Solving the innersource discovery problem

Image of Zack Koppert

Innersource is the practice of creating reusable code for the purpose of sharing within the boundaries of an organization. Innersource at scale within an organization can be difficult to accomplish for many reasons, but one common challenge is the “discovery problem,” best described as the challenge of spreading awareness about what opportunities or existing innersource projects exist in an organization.

Understanding the problem

Imagine for a moment that you’re in an organization with over 2,000 repositories across several different product lines. You’re about to start a new project and are looking for reusable code within your organization that might help you meet your tight project deadline. In this situation, it can be a very daunting task to search for all the right terms or determine if a project is even written in a reusable, modular way.

This discovery problem is an important one to solve for organizations. What typically occurs when an engineer creates some reusable software is they share that project with their limited network which typically includes colleagues on the same project as well as various support teams. But, the best case scenario here would be for the author to share the reusable project with other product lines or functional teams to maximize the visibility and access. This gap in awareness exists because common organizational structures today emphasize team groupings based on what product is being developed rather than grouping people with similar job roles together.

Given the structural nature of this obstacle, the solution should also be structural. Encouraging more networking can be helpful, but alone it doesn’t provide lasting results. Instead, I suggest focusing on solutions that can live beyond personnel changes and can be included in standard software development processes. Below are some general best practices, as well as a specific project I’ve seen success with.

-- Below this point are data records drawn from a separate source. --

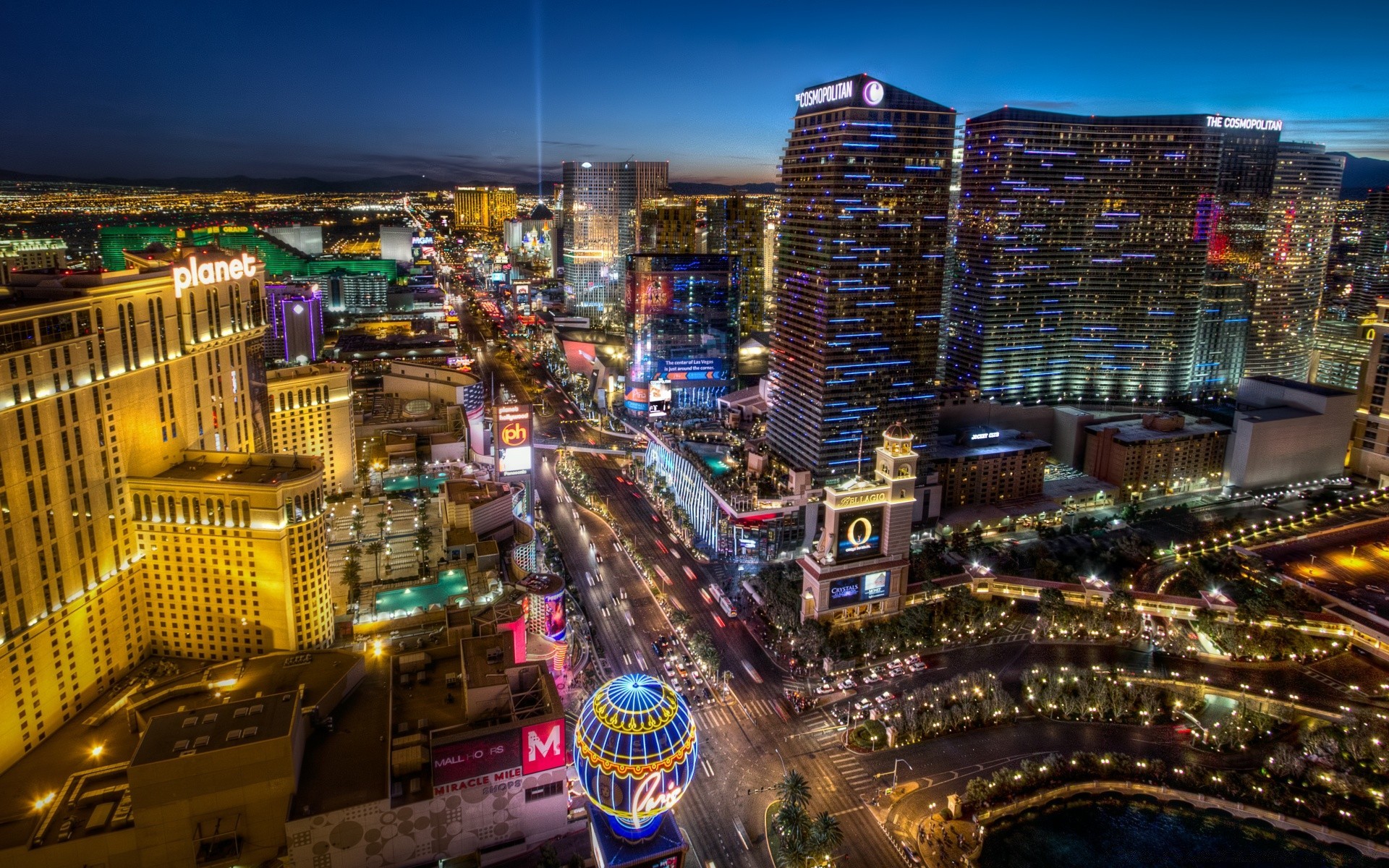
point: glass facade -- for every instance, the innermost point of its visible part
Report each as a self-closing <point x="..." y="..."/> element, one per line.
<point x="860" y="268"/>
<point x="600" y="214"/>
<point x="681" y="330"/>
<point x="1302" y="221"/>
<point x="1087" y="246"/>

Building better discoverability

Improving discoverability requires a multi-faceted approach in order to include the structural and cultural components. Here are some helpful practices to keep in mind while addressing the discoverability problem.

  • Start an innersource community of practice. Starting a regular meeting or establishing a channel for those who work on innersource projects can help practitioners collaborate. This aids in preventing rework and giving participants a sense of team beyond their direct team. Communities of practice go beyond networking alone by creating a discussion space that is not tied to personal relationships. More information is available on how to start a community of practice at opensource.com.
  • Identify strategic opportunities. Spend time identifying what groups might work in similar roles even if they’re distant on an org chart. Bringing these folks together through networking events, brown bag knowledge sharing, and brainstorm sessions can tease out the strategic areas to pursue innersource projects.
  • Standardize tooling. A major obstacle to discoverability is a lack of shared technology and tools. Standardizing tooling can help ensure that those looking to share code will not need to “port” it to their preferred language or framework.

Using a project portal

There are also some tactical things you can do to encourage innersource adoption. I’ve found that building a project portal is a good way to get people involved and increase project visibility. SAP released a beautiful project called SAP InnerSource Project Portal that helps address this challenge. The project portal lists all projects within an organization on a single searchable website with an easy to use interface.

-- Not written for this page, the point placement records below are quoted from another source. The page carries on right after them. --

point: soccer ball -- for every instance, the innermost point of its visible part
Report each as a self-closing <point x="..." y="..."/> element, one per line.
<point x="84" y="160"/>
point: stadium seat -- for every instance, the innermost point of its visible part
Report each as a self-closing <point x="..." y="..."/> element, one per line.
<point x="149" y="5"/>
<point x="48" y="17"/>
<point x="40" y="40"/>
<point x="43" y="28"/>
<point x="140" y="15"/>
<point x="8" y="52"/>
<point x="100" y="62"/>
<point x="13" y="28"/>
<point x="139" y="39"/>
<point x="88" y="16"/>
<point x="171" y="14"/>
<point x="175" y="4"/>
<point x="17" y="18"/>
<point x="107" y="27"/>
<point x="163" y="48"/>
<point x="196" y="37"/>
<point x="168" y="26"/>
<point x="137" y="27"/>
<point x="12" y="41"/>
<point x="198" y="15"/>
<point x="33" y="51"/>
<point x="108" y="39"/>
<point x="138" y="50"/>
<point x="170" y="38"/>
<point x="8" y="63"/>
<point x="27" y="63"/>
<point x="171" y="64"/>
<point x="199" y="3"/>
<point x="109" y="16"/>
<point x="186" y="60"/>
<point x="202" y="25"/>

This not only helps innersource projects to gain exposure across an organization, but also increases the potential for new contributors to improve the project.

As you can read from their README.md, the only additional pieces needed to get this project running are hosting, and an innersource crawler. Hosting provides private access to the organization users to be able to view and use the website, and the innersource crawler provides the necessary information about which repositories should be listed. Luckily, GitHub recently announced private pages, which fits perfectly as the hosting piece. This makes hosting a one-click setup in the settings tab of the repository.

As for the innersource crawler, I have created a project to handle that part. Then I use this GitHub Action that takes the repos.json created by the crawler and feeds it to the project portal website. If you wish to have all repositories that are internally visible included in your InnerSource Portal, then the ea-repo-list is a great option for this.

If you prefer a different look you could also check out the alternative solution called Enterprise Showcase. This solution provides a static website hosted on GitHub Pages that displays all of your internally visible projects in one easy to use location.

If discoverability is a problem that your organization is facing in its innersource journey, I would encourage you to try out the practices I’ve outlined in this post. And if you’re keen to get started right away, you can fork the SAP portal repo and the innersource crawler repo, make your configuration changes to fit your organization, and run the GitHub Action on your crawler repo fork.